6. Steak is a Healthy Choice For Weight Loss
Here is another claim that seems to go against popular belief.
However, if we look to the science, then we can see sufficient evidence for steak aiding weight loss.
- Red meat is high in protein and fat, and both of these are much more satiating than refined carbohydrate. Protein is the most satiating macronutrient (20, 21).
- A recent analysis from the United States National Health and Nutrition Examination Survey (NHANES) found that people who eat red meat more often have a lower body mass index and a smaller waist circumference (22).
- In a 28-day study, individuals were assigned to a high red meat and very low carb diet (<20g per day). In summary, results showed significant weight loss (-5.26kg) with no evidence of an adverse effect on cardiovascular risk (23).
- Eating foods high in dietary protein such as steak encourage a healthy body weight and composition. Not only through the effect on satiety but also by improving stamina and vitality (24).
7. Steak is Delicious
A juicy, succulent ribeye steak perfectly seasoned with salt and pepper?

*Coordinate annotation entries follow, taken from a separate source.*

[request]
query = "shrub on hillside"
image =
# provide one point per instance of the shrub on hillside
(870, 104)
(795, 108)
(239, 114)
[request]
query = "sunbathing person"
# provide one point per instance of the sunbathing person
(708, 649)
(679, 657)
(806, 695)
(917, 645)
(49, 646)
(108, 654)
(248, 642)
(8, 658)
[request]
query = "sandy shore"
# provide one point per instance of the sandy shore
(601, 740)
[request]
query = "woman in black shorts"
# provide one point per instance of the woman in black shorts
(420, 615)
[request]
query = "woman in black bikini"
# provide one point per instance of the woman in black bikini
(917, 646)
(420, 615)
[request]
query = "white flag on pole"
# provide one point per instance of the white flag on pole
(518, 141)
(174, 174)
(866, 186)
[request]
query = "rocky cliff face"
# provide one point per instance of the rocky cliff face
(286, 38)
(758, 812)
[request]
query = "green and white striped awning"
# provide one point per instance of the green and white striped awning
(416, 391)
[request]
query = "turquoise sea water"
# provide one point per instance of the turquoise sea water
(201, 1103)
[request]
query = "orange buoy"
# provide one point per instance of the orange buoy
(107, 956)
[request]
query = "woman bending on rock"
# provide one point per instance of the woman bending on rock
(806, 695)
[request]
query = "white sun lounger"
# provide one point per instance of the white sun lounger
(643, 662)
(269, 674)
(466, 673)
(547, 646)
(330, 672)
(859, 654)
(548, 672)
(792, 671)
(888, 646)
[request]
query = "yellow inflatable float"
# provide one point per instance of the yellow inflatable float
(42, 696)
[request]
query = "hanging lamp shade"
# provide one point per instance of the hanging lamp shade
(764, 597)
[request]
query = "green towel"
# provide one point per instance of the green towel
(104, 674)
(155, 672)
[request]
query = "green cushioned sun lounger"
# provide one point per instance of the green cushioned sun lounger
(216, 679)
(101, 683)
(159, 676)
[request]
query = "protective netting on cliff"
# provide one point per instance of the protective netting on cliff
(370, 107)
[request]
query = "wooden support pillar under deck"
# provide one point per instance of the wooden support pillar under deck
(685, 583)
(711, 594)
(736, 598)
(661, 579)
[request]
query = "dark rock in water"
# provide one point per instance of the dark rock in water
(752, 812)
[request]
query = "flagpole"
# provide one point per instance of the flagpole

Or perhaps you like it liberally covered in garlic butter?
Whatever your favorite steak choice may be, it certainly isn’t lacking in the taste department.
And for any health food—which steak is—being highly satiating, rewarding, and fulfilling is critical to dietary adherence.
Steak is Healthy
For all the reasons listed in this article and more, we should recognize steak for what it is; a healthy food.
In what kind of world do we live when we accuse steak of being “dangerous”, while at the same time promoting ultra-processed cereals and margarine as “heart healthy”?